The first line of the file begins with the tag "name" followed by a space-separated list of the names of the loci.

In subsequent lines, one can choose to put genotyping error and allele frequency information by starting the lines with
the appropriate tags, as listed below:

- `gerror` :  genotyping error rate at the locus. A positive value from 0 to 1. It describes rates of genotyping error from a very 
simplistic model, the  "alpha" model: with probability of (1-a/n) the true genotype is the observed genotype and
with probability a/n the genotype is drawn randomly from the population
genotype frequencies. If genotype posterior values are given, the `gerror` information is ignored. If the genotype is not specified, we default the genotype error baseline as 0.02. 
- `afreq`: allele frequency of the "1" allele (as opposed to the "0") allele. Must be a positive float value from 0 to 1. If it's not specified, the population frequency is based on all observed genotype.

e.g., the file could look like this:
```
name SNP_1 SNP_2 SNP_3 SNP_4  
gerror 0.2 0.2 0.2 0.2  
afreq 0.01 0.04 0.1 0.23  
```

### About this wrapper parameters:

    -i/--inputPath: directory path that contains the input "geno.txt" and optional "marker_info.txt". String. Required.
    -o/--outputPath: directory path to store intermed and final output files. String. Optional. If not specified, use input path

    Regarding sampling:
    -r/--randomSeed: random seed to pass on sampler. Positive integer; a randomly generated value as default
    -n/--nIter: number of sampling iteration. Positive integer; 1 as default
    -c/--cyclicChoice: choices of handling loops. [0 (default), 1, or 2].
        0 - not allowing loops;
        1 - throttle method;
        2 - decimation method

    -f/--observeFrac: assumed sampling fraction. Float value from 0 to 1; 0.8 as default. However, if you don't want to impose any prior knowledge about sampling fraction, use the value of -1.

    -u/--maxUnobs: maximum number of unobserved individuals allowed in between any two individuals. Nonnegative integer; 1 as default
    -m/--maxGen: number of predecessor generation(s) considered beyond the earliest observed generation. Nonnegative integer; 0 as default. Setting it as 0 means that individuals of the earliest observed generation are treated as founders.

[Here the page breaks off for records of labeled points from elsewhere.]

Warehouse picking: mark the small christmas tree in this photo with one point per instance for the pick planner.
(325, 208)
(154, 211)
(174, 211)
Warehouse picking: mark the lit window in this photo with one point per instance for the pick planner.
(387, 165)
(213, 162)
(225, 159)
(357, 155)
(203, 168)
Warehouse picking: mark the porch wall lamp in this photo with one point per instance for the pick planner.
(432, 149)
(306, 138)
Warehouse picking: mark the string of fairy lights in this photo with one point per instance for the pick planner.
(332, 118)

    Regarding specie life history:
    -s/--minAge: minimal age of sexual maturation or fecundity (in year). Positive float value; 1 as default
    -a/--maxAge: maximum age of sexual maturation or fecundity (in year). Positive float value; 1 as default

    Regarding genotype marker: (need to generate intermediate summary files of how markers are compressed/collapsed )
    -hm/--haploMethod: Selected method in the case of handling multiallelic markers. Positive integer 0 - 2; 0 as default.
        0 - taking the most informative allele whose frequency is closest to 0.5
        1 - (not avail) deconstructing haplotype into a set of nucleotide units
        2 - (not avail) reduce the multiallelic basis into n class of binomial switches
    -g/--genoerr: Assumed background genotype error rate in the form of epsilon. Float value from 0 to 1; 0.02 as default. If the genotype error row - 'gerror' of marker_info.txt is provided, this param will be overridden.